Después de
cuarenta y seis años de vida sacerdotal en Puerto Rico vino, a sus setenta y
cuatro años, a pasar el resto de su vida entre nosotros. Pero no aguantó el
envite, nos cuenta en su carta, de los rigores del invierno, con su secuela de
rinitis, artritis y tortícolis, las largas tardes de soledad y aburrimiento en
su piso, las escaleras que, para acceder a él, un 2º sin ascensor, lo mataban, y
otros motivos.
Marchó diciendo
que volvería después de una estancia cuya duración no precisó. A mi tío Darío
le extrañó que llevara una maleta tan cargada de cosas. Su carta al fin reveló
que se quedaba en Puerto Rico. No se había despedido para evitar el alto coste
emocional que ello le hubiese supuesto y todas las explicaciones que habría tenido que dar.
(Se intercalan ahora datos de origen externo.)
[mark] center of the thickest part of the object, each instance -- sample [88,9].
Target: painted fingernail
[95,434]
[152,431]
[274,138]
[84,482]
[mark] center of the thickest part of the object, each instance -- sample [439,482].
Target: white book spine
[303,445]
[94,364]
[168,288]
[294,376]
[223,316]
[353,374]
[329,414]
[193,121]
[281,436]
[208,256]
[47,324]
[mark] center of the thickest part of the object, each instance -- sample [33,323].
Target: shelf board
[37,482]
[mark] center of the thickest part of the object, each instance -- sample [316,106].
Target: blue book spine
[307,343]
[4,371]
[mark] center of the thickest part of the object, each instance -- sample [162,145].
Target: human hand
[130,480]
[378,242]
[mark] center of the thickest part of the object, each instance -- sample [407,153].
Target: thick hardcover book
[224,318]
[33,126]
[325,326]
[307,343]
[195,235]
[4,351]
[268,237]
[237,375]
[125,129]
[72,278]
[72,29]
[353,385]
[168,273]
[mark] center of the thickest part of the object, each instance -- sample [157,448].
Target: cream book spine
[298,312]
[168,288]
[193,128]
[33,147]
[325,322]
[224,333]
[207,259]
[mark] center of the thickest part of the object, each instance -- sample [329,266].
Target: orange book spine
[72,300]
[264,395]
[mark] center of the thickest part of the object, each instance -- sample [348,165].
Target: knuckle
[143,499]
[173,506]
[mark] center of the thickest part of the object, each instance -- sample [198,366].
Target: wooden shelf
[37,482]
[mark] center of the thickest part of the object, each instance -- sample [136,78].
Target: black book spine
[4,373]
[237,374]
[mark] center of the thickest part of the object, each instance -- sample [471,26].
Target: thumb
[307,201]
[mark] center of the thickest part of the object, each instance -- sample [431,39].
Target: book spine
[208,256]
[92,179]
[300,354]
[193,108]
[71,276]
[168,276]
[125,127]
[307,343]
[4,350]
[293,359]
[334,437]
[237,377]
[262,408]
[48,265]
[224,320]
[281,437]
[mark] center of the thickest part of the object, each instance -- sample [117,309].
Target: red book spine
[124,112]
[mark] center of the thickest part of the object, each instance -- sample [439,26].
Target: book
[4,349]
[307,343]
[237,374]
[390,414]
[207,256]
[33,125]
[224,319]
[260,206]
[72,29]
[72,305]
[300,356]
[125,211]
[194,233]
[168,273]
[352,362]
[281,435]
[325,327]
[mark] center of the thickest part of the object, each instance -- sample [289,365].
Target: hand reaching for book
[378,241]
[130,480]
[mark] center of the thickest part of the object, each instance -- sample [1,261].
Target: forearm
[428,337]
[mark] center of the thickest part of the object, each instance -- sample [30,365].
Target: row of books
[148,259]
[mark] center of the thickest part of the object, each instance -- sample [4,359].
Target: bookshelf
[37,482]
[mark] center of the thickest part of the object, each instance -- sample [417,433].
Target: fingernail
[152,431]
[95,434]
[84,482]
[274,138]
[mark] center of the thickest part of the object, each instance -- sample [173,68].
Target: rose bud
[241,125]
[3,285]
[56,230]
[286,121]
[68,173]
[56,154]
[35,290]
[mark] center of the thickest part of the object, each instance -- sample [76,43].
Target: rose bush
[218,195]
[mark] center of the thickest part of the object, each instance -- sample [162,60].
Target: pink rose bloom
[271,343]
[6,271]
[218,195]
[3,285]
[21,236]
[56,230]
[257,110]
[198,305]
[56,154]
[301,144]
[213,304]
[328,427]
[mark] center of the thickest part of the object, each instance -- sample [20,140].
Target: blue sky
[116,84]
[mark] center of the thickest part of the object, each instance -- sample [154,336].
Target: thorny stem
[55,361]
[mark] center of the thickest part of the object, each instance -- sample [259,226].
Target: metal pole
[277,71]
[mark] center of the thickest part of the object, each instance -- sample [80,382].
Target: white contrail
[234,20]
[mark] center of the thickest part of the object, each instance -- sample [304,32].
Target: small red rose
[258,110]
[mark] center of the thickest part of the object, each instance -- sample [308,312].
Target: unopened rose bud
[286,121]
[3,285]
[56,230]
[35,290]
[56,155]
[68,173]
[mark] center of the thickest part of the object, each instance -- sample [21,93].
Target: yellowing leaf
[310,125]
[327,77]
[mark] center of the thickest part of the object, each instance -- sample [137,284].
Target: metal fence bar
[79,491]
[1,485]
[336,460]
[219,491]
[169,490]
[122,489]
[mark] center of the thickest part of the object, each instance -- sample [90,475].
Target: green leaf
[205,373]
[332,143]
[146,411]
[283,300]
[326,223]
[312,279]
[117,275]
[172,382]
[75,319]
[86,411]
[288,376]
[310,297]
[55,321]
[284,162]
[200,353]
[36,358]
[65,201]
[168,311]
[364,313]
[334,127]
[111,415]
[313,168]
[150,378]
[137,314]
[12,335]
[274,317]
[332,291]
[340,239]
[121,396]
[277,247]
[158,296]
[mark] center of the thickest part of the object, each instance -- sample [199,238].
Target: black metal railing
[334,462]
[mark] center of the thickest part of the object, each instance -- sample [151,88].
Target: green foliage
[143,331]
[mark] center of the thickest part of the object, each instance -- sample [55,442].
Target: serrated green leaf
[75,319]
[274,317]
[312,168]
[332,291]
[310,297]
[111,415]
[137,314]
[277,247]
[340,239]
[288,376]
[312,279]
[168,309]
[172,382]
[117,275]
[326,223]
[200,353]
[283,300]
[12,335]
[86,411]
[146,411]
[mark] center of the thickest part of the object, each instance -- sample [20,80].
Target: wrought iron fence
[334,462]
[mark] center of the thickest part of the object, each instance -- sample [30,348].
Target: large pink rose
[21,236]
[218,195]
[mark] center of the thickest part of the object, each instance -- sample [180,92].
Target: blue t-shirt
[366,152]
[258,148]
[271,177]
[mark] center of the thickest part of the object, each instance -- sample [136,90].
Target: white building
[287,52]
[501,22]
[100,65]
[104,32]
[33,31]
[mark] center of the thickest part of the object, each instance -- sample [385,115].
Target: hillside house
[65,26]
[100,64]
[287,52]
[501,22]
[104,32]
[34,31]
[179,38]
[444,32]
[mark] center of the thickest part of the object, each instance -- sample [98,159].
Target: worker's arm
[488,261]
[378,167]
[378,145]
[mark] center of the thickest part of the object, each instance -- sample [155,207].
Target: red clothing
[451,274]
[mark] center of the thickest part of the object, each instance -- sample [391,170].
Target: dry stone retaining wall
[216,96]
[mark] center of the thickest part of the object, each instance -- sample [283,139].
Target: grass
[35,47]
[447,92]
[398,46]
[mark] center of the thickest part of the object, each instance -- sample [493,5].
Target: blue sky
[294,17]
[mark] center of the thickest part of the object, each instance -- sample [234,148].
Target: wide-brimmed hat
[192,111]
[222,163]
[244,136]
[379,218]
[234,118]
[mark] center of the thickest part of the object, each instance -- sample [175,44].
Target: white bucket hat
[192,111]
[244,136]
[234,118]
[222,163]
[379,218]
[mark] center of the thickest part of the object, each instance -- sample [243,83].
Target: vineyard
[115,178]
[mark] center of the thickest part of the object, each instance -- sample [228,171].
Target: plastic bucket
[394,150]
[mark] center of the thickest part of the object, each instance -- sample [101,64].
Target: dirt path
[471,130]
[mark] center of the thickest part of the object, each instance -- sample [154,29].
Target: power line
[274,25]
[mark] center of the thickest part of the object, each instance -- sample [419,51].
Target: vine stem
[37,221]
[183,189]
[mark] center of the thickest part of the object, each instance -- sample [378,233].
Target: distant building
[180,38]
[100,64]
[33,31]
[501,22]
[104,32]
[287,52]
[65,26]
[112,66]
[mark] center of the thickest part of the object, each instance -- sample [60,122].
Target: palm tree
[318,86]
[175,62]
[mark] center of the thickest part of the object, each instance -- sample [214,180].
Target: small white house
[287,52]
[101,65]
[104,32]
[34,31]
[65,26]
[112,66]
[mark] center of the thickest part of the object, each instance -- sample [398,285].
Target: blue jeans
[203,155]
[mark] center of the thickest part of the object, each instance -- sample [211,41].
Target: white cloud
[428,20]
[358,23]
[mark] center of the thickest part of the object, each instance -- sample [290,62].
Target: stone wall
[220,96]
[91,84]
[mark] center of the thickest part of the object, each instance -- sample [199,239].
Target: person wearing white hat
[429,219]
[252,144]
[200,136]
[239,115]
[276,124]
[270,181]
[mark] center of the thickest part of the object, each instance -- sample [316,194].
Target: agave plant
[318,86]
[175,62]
Ahora entiendo su insistencia en que no saliera del grupo familiar la noticia
de su ida, que nosotros creímos que tendría vuelta. Frente a unos posibles
comentarios que lo tildasen de débil y voluble, arguyó su derecho, desde la
pausa de la reflexión y después de un año de vida aquí, a seguir su rumbo.
Nunca
percibimos su desánimo. Anunciaba su llegada a casa, como siempre, con su
típico silbido, y en la mesa nunca dejó de mostrarse contento, ocurrente y
pródigo en chistes.
A mi madre, la noticia de que no regresaría a España la
disgustó profundamente. “Mamá, ¿no crees que el montón de amigos y fieles que
tiene en Puerto Rico son, en cierto modo y después de más de cuarenta años de
vida allí, su verdadera familia?” “Sí, los hermanos, hermanas, madres, hijos
que, como dice el evangelio, serán la recompensa de los que dejan todo para seguir
a Jesús”.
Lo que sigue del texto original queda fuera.